Yes I believe that it's possible that an organization capable of effective auditing could also leak data
> Are you asserting that Palantir is no different than any other infrastructure company?
For the most part, yes. Palantir is more effective and more "ideological" than most, but in the direction away from your implication that they're vacuuming up data and mixing it across customers
> Do you think there’s any way I would approve of the NHS or NIH using Palantir based on my earlier statements?
No, but the question was whether facts or data adjust your opinion or not, and in which direction if so. Duping one mostly-competent organization on security/privacy posture is much, much harder than duping dozens or hundreds of organizations, including the most security-competent on the planet.

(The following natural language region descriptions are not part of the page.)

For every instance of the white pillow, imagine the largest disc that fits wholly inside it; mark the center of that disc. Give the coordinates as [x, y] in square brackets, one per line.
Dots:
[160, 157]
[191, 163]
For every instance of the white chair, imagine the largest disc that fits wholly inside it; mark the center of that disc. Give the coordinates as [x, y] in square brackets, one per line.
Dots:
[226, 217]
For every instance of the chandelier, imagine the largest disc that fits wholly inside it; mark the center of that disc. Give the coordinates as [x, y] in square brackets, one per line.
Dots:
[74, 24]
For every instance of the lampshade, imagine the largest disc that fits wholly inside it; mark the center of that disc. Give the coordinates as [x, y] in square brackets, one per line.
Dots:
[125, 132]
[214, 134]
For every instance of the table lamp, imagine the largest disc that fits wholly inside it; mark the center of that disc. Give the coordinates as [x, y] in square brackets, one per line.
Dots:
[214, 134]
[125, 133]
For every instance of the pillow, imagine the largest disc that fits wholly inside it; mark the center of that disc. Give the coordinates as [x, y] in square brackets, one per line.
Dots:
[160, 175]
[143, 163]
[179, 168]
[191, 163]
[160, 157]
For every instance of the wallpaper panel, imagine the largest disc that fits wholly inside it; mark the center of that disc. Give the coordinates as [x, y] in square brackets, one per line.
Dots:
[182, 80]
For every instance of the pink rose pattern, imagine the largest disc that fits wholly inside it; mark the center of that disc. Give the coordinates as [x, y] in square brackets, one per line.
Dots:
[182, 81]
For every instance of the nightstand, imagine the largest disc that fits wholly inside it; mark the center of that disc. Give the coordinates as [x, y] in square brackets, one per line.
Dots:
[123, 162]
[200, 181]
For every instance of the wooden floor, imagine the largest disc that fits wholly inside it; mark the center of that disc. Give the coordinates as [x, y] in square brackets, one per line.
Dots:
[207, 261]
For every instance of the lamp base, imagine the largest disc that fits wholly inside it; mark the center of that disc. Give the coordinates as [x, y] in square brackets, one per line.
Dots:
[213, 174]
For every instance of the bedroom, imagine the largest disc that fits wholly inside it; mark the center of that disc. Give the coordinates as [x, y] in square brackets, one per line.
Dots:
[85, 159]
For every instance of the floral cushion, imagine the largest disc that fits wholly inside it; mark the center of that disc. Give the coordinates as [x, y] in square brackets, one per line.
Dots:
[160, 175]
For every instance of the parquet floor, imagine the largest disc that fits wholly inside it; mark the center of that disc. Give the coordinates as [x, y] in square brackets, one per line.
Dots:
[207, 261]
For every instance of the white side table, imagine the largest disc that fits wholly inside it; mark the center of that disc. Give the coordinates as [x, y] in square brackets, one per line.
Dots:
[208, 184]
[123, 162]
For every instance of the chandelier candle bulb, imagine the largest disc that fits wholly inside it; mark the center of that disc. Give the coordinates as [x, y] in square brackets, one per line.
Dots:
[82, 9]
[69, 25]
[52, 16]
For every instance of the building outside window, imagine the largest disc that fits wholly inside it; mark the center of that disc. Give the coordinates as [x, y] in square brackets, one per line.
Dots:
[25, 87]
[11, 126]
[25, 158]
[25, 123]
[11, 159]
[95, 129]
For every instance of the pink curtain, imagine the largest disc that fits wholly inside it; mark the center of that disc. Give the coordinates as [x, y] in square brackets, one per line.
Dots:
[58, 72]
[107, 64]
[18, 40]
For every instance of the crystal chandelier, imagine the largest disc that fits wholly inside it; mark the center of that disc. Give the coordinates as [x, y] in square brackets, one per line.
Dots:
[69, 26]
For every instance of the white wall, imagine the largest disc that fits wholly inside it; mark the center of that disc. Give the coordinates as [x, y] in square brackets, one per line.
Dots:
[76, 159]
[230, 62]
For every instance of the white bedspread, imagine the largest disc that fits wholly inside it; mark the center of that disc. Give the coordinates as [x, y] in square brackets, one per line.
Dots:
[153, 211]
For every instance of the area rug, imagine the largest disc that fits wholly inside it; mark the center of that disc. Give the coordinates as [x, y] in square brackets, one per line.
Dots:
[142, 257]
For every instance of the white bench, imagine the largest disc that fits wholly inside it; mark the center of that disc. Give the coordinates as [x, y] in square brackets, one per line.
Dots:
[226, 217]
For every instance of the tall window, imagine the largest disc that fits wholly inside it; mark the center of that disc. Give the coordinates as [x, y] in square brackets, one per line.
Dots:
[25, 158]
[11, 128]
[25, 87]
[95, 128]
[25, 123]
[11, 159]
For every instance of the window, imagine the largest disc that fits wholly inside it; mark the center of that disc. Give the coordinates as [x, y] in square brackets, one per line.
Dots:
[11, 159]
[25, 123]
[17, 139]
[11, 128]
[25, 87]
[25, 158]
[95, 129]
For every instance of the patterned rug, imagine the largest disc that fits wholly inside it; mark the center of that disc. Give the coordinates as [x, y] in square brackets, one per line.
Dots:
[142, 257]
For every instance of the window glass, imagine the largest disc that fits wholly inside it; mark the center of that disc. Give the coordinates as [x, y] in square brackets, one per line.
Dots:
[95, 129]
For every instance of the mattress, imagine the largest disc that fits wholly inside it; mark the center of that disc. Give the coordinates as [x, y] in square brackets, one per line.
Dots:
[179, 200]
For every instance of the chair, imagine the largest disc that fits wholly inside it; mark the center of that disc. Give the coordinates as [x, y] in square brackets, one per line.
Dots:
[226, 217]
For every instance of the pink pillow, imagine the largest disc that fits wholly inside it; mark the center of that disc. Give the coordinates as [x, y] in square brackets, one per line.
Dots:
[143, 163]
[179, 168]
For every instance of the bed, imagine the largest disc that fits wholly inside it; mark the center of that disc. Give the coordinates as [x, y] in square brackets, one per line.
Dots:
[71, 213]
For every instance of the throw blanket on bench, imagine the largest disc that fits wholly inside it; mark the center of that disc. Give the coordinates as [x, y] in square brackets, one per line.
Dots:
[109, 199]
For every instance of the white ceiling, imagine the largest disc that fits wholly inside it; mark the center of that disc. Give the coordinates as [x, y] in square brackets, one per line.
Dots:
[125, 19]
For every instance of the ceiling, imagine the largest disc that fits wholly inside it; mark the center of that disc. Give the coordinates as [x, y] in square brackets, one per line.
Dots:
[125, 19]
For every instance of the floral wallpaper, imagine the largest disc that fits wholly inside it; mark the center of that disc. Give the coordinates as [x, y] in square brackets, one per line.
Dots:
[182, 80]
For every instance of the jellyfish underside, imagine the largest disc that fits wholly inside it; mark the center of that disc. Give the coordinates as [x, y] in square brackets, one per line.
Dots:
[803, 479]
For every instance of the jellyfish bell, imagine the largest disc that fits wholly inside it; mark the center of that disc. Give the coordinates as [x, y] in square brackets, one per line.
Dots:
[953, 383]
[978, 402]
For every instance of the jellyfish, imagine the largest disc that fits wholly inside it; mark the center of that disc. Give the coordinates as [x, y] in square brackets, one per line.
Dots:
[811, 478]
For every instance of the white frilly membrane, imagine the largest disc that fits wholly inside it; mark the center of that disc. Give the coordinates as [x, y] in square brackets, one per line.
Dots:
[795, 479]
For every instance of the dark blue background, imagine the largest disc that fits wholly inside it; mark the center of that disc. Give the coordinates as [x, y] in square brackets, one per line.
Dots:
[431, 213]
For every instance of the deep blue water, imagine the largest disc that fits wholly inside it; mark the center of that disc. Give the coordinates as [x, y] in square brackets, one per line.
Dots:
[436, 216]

> Is there a reason you’re peppering me with tangential rhetorical questions sort of poking around the premise of what I said
Because the premise of what you said is wrong. The phrase "data vacuum" is clearly meant to imply a fact pattern that just isn't true. The term "unfettered access" is not true either, as data infrastructure companies (Palantir more than most) have significant controls on their exposure to customer data.
The overall implication that people's UK health data would be somehow mixed into a US government effort to kill people is laughably wrong when you actually have to write it out explicitly instead of relying on nudge nudge wink wink.
And yes I do have a Palantir mug actually! Good guess.
Let's get concrete: have you ever actually used Palantir? Ever engaged in contract negotiations with them or set up their access controls on your own data to understand what is or is not allowed, and to what degree you have visibility and control into it?
Sorry buddy but it's you who's speaking in baseless rhetoric here.